Майская снова опустилась в кресло.
– Есть еще один вопрос, – проговорила она другим тоном, более деловым и менее восторженным. – А как насчет договора?
– Договора? – удивленно переспросил Лужский.
– Да. Договора на пьесу. Согласно инструкции об авторском праве.
– Какую инструкцию вы имеете в виду? – делая последнюю попытку не сбиться с любезного тона, спросил Лужский.
– Ах, боже мой! – теперь уже совсем по-женски залепетала авторша. – Я же не чиновник, не бухгалтер, я – поэт, драматург, творческий работник. Я не знаю всех названий и номеров инструкций, правил и графиков. Я знаю одно: это было всегда, во всем мире, и даже в царской России. А тем более должно быть теперь, когда труд является основным стержнем нашей власти. Труд творческих работников должен оплачиваться немедленно, чтобы они могли приступить к осуществлению новых замыслов. Прошли и канули в вечность тяжелые времена, когда писатели нищенствовали, как это было с гениальным Достоевским.
Лицо Лужского начало вновь покрываться каплями пота.
– Дорогая Варвара Андреевна! Вы же знаете, что договор подписывается тогда, когда над пьесой начинается работа. А для вашей гениальной пьесы нужно сначала построить театр, а уж потом заключать договор.
– Простите, но это чудовищный бюрократизм, с которым идет борьба. Вы читали последнее стихотворение Маяковского о бюрократизме? Оно, между прочим, очень понравилось в совнаркомовских кругах.

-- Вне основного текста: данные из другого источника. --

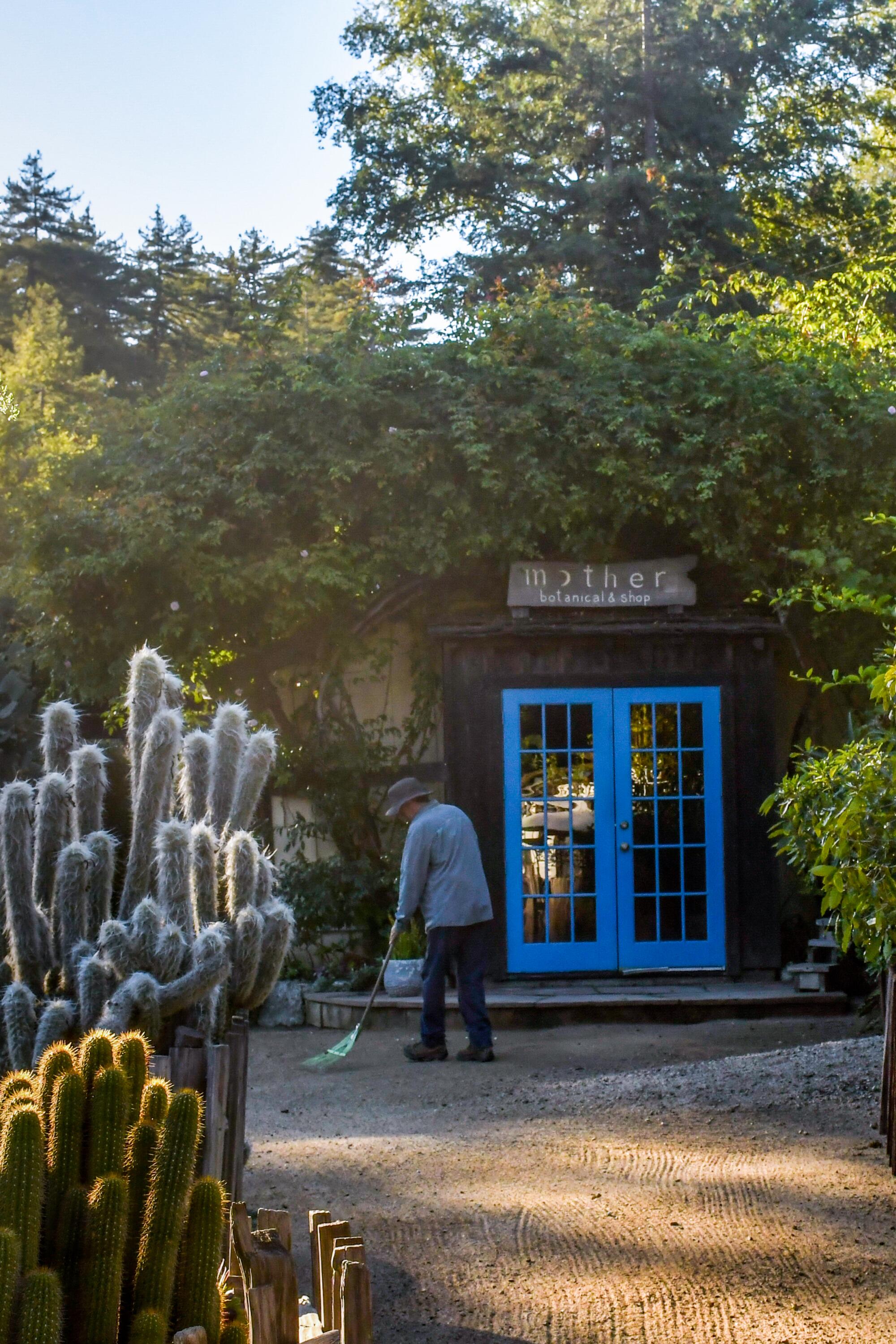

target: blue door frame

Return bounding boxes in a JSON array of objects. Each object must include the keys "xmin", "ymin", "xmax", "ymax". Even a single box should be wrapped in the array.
[{"xmin": 504, "ymin": 687, "xmax": 725, "ymax": 973}]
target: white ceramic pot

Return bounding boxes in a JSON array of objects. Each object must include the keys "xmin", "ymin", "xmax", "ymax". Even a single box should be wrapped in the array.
[{"xmin": 383, "ymin": 957, "xmax": 423, "ymax": 999}]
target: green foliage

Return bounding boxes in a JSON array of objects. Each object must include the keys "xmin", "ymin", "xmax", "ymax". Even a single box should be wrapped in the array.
[{"xmin": 19, "ymin": 1269, "xmax": 61, "ymax": 1344}]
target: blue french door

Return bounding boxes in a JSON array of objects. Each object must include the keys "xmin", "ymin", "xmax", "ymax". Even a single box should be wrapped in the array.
[{"xmin": 504, "ymin": 687, "xmax": 725, "ymax": 972}]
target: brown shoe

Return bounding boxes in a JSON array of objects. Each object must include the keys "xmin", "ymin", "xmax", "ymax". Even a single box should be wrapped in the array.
[
  {"xmin": 457, "ymin": 1046, "xmax": 494, "ymax": 1064},
  {"xmin": 405, "ymin": 1040, "xmax": 448, "ymax": 1064}
]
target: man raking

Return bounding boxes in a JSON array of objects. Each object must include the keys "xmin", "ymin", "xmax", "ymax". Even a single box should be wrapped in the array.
[{"xmin": 386, "ymin": 778, "xmax": 494, "ymax": 1063}]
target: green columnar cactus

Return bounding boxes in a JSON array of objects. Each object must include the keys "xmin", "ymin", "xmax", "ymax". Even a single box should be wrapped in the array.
[
  {"xmin": 128, "ymin": 1312, "xmax": 168, "ymax": 1344},
  {"xmin": 156, "ymin": 821, "xmax": 196, "ymax": 942},
  {"xmin": 190, "ymin": 821, "xmax": 218, "ymax": 929},
  {"xmin": 85, "ymin": 831, "xmax": 118, "ymax": 942},
  {"xmin": 87, "ymin": 1066, "xmax": 130, "ymax": 1185},
  {"xmin": 0, "ymin": 1227, "xmax": 22, "ymax": 1344},
  {"xmin": 177, "ymin": 728, "xmax": 212, "ymax": 823},
  {"xmin": 224, "ymin": 831, "xmax": 258, "ymax": 919},
  {"xmin": 228, "ymin": 728, "xmax": 277, "ymax": 831},
  {"xmin": 0, "ymin": 780, "xmax": 48, "ymax": 995},
  {"xmin": 0, "ymin": 1106, "xmax": 43, "ymax": 1273},
  {"xmin": 118, "ymin": 710, "xmax": 180, "ymax": 919},
  {"xmin": 134, "ymin": 1089, "xmax": 202, "ymax": 1320},
  {"xmin": 44, "ymin": 1071, "xmax": 86, "ymax": 1242},
  {"xmin": 71, "ymin": 742, "xmax": 109, "ymax": 840},
  {"xmin": 175, "ymin": 1176, "xmax": 224, "ymax": 1344},
  {"xmin": 81, "ymin": 1175, "xmax": 128, "ymax": 1344},
  {"xmin": 126, "ymin": 645, "xmax": 168, "ymax": 800},
  {"xmin": 3, "ymin": 980, "xmax": 38, "ymax": 1068},
  {"xmin": 36, "ymin": 1040, "xmax": 75, "ymax": 1134},
  {"xmin": 114, "ymin": 1031, "xmax": 151, "ymax": 1129},
  {"xmin": 19, "ymin": 1269, "xmax": 62, "ymax": 1344},
  {"xmin": 31, "ymin": 774, "xmax": 70, "ymax": 914},
  {"xmin": 208, "ymin": 702, "xmax": 249, "ymax": 835},
  {"xmin": 40, "ymin": 700, "xmax": 78, "ymax": 774},
  {"xmin": 52, "ymin": 1185, "xmax": 87, "ymax": 1302},
  {"xmin": 140, "ymin": 1078, "xmax": 171, "ymax": 1125},
  {"xmin": 31, "ymin": 999, "xmax": 78, "ymax": 1068},
  {"xmin": 230, "ymin": 906, "xmax": 265, "ymax": 1008},
  {"xmin": 78, "ymin": 1027, "xmax": 116, "ymax": 1093}
]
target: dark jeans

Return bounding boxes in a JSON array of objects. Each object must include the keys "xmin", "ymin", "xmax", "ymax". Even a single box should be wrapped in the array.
[{"xmin": 421, "ymin": 919, "xmax": 491, "ymax": 1050}]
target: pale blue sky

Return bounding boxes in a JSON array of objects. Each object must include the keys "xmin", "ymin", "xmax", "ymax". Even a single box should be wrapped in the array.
[{"xmin": 0, "ymin": 0, "xmax": 358, "ymax": 250}]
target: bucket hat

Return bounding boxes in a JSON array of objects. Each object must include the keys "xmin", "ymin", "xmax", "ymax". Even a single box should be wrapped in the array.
[{"xmin": 386, "ymin": 774, "xmax": 433, "ymax": 817}]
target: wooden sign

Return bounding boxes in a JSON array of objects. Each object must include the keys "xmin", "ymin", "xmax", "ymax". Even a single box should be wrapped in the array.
[{"xmin": 508, "ymin": 555, "xmax": 697, "ymax": 609}]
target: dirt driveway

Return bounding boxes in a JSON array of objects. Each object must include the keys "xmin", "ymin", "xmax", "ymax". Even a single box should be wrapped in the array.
[{"xmin": 246, "ymin": 1019, "xmax": 896, "ymax": 1344}]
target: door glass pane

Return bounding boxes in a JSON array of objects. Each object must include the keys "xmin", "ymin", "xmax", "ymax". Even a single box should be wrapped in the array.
[
  {"xmin": 522, "ymin": 896, "xmax": 545, "ymax": 942},
  {"xmin": 549, "ymin": 896, "xmax": 572, "ymax": 942},
  {"xmin": 544, "ymin": 704, "xmax": 569, "ymax": 751},
  {"xmin": 520, "ymin": 704, "xmax": 544, "ymax": 749},
  {"xmin": 634, "ymin": 896, "xmax": 657, "ymax": 942},
  {"xmin": 569, "ymin": 704, "xmax": 594, "ymax": 747},
  {"xmin": 575, "ymin": 896, "xmax": 598, "ymax": 942},
  {"xmin": 659, "ymin": 896, "xmax": 681, "ymax": 942}
]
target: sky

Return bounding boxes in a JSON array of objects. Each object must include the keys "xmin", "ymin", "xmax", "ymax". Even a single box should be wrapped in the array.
[{"xmin": 0, "ymin": 0, "xmax": 360, "ymax": 251}]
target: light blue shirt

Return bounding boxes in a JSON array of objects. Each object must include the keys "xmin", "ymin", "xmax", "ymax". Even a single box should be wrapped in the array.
[{"xmin": 395, "ymin": 801, "xmax": 491, "ymax": 929}]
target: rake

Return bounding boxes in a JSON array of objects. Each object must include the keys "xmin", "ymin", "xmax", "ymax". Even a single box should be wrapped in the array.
[{"xmin": 302, "ymin": 939, "xmax": 395, "ymax": 1068}]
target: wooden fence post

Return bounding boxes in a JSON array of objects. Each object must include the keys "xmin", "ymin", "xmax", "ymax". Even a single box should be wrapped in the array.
[{"xmin": 340, "ymin": 1261, "xmax": 374, "ymax": 1344}]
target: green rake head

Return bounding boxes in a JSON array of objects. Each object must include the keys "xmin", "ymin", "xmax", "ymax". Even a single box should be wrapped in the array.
[{"xmin": 302, "ymin": 1021, "xmax": 362, "ymax": 1068}]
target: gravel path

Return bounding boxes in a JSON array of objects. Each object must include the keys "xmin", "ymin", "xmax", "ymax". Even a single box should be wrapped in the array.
[{"xmin": 247, "ymin": 1020, "xmax": 896, "ymax": 1344}]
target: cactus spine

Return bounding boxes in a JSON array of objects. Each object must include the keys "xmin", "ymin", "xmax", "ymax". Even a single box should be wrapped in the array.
[
  {"xmin": 134, "ymin": 1090, "xmax": 200, "ymax": 1320},
  {"xmin": 46, "ymin": 1071, "xmax": 86, "ymax": 1245},
  {"xmin": 128, "ymin": 1310, "xmax": 168, "ymax": 1344},
  {"xmin": 0, "ymin": 1106, "xmax": 43, "ymax": 1273},
  {"xmin": 81, "ymin": 1175, "xmax": 128, "ymax": 1344},
  {"xmin": 19, "ymin": 1269, "xmax": 62, "ymax": 1344},
  {"xmin": 175, "ymin": 1176, "xmax": 224, "ymax": 1344},
  {"xmin": 0, "ymin": 1227, "xmax": 20, "ymax": 1344},
  {"xmin": 114, "ymin": 1031, "xmax": 149, "ymax": 1129},
  {"xmin": 87, "ymin": 1066, "xmax": 130, "ymax": 1184}
]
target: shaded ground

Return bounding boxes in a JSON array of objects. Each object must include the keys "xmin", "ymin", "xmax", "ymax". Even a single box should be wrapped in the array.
[{"xmin": 246, "ymin": 1019, "xmax": 896, "ymax": 1344}]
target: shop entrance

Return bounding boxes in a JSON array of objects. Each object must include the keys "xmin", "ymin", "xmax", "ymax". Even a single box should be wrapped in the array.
[{"xmin": 504, "ymin": 687, "xmax": 725, "ymax": 973}]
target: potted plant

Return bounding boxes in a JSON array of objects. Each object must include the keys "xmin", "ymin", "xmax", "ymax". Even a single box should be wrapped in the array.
[{"xmin": 383, "ymin": 917, "xmax": 426, "ymax": 999}]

– Уважаемая Варвара Андреевна, пусть он и заключает с вами договор!
– Мне нужен договор с театром, а не с Маяковским, – холодно парировала Майская.
– А если я не имею права заключать договор до построения нового театра?
– Тогда заключите договор с примечанием, что до построения нового театра мне выплачивается авансом хотя бы тридцать пять процентов.
Если бы у Лужского имелись деньги, он немедленно выложил бы их, но денег не было. Чтобы избавиться от назойливого автора, зав. репертуаром произнес:
– Если товарищ Луначарский даст разрешение и изыщет средства, я готов выплатить все сто процентов.
– Как я неопытна! – воскликнула Майская. – С этого и надо было начинать.
После небольшой паузы добавила:
– Меня ввело в заблуждение, что я поверила Анатолию Васильевичу, когда он сказал, что вы глубоко и всесторонне образованный человек и что все сделаете для меня.
С этими словами она поднялась и, шурша складками шелкового платья, вышла из комнаты. Лужский был удивлен, что Майская не хлопнула дверью, а тихо прикрыла ее.